George Peppin (c. October 1841 - September 14, 1904) was a corrupt sheriff in Lincoln County, New Mexico, who figured prominently into the Lincoln County War.

==Early life==
Peppin was born at Mountsville, Vermont around October 1841, and later moved to California. He joined the Union Army as a part of the 5th Infantry California Volunteers in 1861.

He served with them until the end of the Civil War, mustering out in Mesilla, New Mexico having seen little to no combat action. He began working as a stone mason, and built many of the houses and structures of Lincoln, New Mexico.

==Murphy-Dolan association==
Some time around 1874 Peppin became associated with James Dolan, a partner to Lawrence Murphy in a local mercantile and banking operation. By 1876, rancher and businessman John Tunstall had partnered with Alexander McSween to form a rival business, which developed into tensions between the Murphy-Dolan and Tunstall-McSween factions. By this time, Peppin was working as a Deputy Sheriff for Sheriff William J. Brady. The Sheriff's Office sided with the Murphy-Dolan faction, who soon after hired the Jessie Evans Gang and the John Kinney Gang as gunmen to harass the competition through cattle rustling. Tunstall hired Billy the Kid, Dick Brewer, Charlie Bowdre, Frank Coe, George Coe, Doc Scurlock and John Middleton to counter the hired guns employed by Murphy-Dolan.

==Lincoln County War==
On February 18, 1878, John Tunstall was shot and killed, officially while resisting arrest, by Lincoln County Deputies William Morton, Jesse Evans, and Tom Hill.

The Lincoln County Regulators, led by Dick Brewer, were formed to bring to justice those involved in the Tunstall's death, and several were killed over the following months, to include the Regulator leader Dick Brewer, and with Buckshot Roberts, William Morton and Frank Baker being killed by the Regulators, and later Sheriff Brady himself along with Deputy George W. Hindman.

Peppin was present during the Sheriff Brady shootout, but was not wounded. Following Brady's death, John Copeland was appointed to the office of sheriff, but was dismissed shortly thereafter, allegedly due to his refusing to take the side of the Murphy-Dolan faction, and he was replaced by Peppin, whose loyalties were with Murphy-Dolan, and with his weak demeanor he was easily influenced by that faction.

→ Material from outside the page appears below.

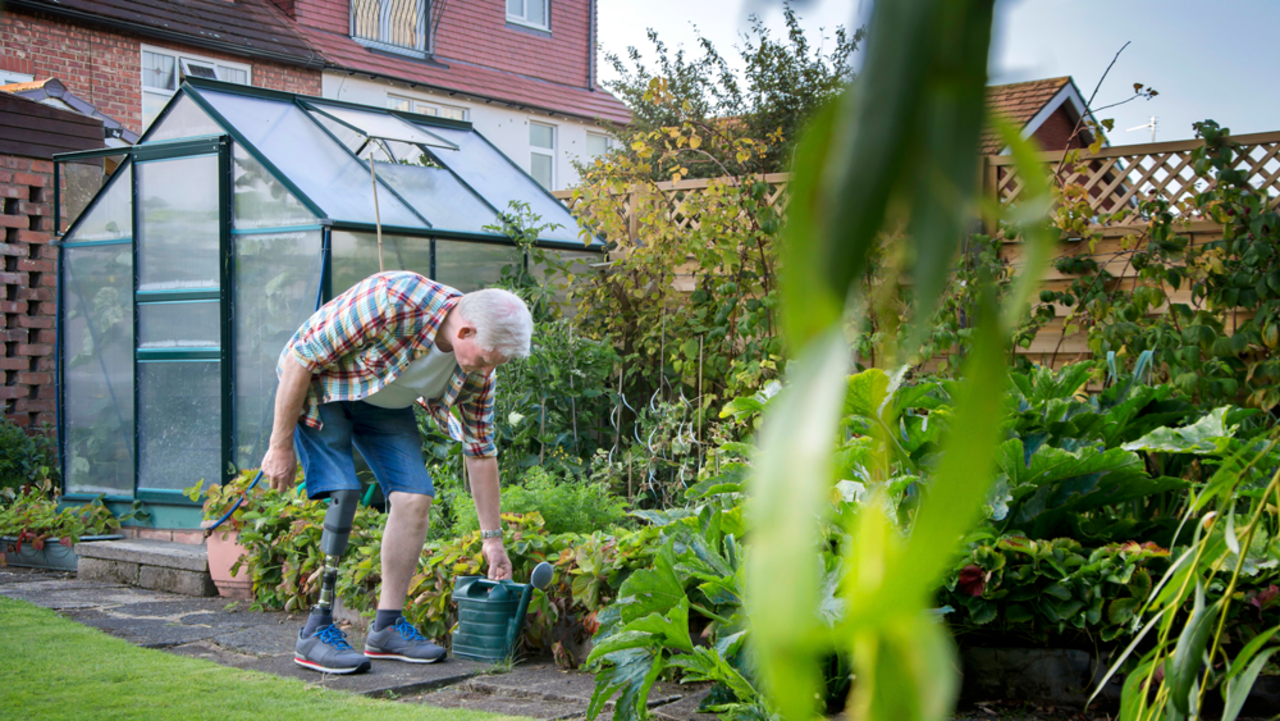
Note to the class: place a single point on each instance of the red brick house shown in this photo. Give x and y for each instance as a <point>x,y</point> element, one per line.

Peppin continued to use deputized members of the Murphy-Dolan faction, include Jessie Evans, one of the Deputies who had slain Tunstall. He then led a campaign against the Regulators, resulting in the death of Regulator Frank McNabb and with Regulator Ab Saunders being seriously wounded during the gunfight at the Fritz Ranch.

Peppin then led a posse into Lincoln on July 15, 1878, to clash with the rest of the Regulators, assembled by Alexander McSween. In what would become known as the Battle of Lincoln, Peppin and his posse well outnumbered the besieged Regulators, and received assistance from the US Cavalry under the command of Colonel Nathan Dudley. That battle ended in a draw. McSween and his business partner Harvey Morris, along with Regulator Tom Cullin were killed, as were Peppin's men, "Dutch Charlie" Kruling, Bob Beckwith, and Charlie Crawford. Other Regulators escaped, and although the tensions continued for some time afterward, for all practical purposes the Lincoln County War ended there.

==Aftermath==
Peppin lived in fear following the range wars end, resigning as sheriff immediately afterward, and begging for sanctuary at Fort Stanton, where for a time he worked as a butcher. He also worked as a butcher for rancher Pat Coghlan for a time during this period, before returning to work as a mason. He testified in the court of inquiry on behalf of Colonel Nathan Dudley, and later testified against Billy the Kid in the killing of Sheriff Brady. Peppin lived out the remainder of his life in solitude, dying on 14 September 1904 in Lincoln County.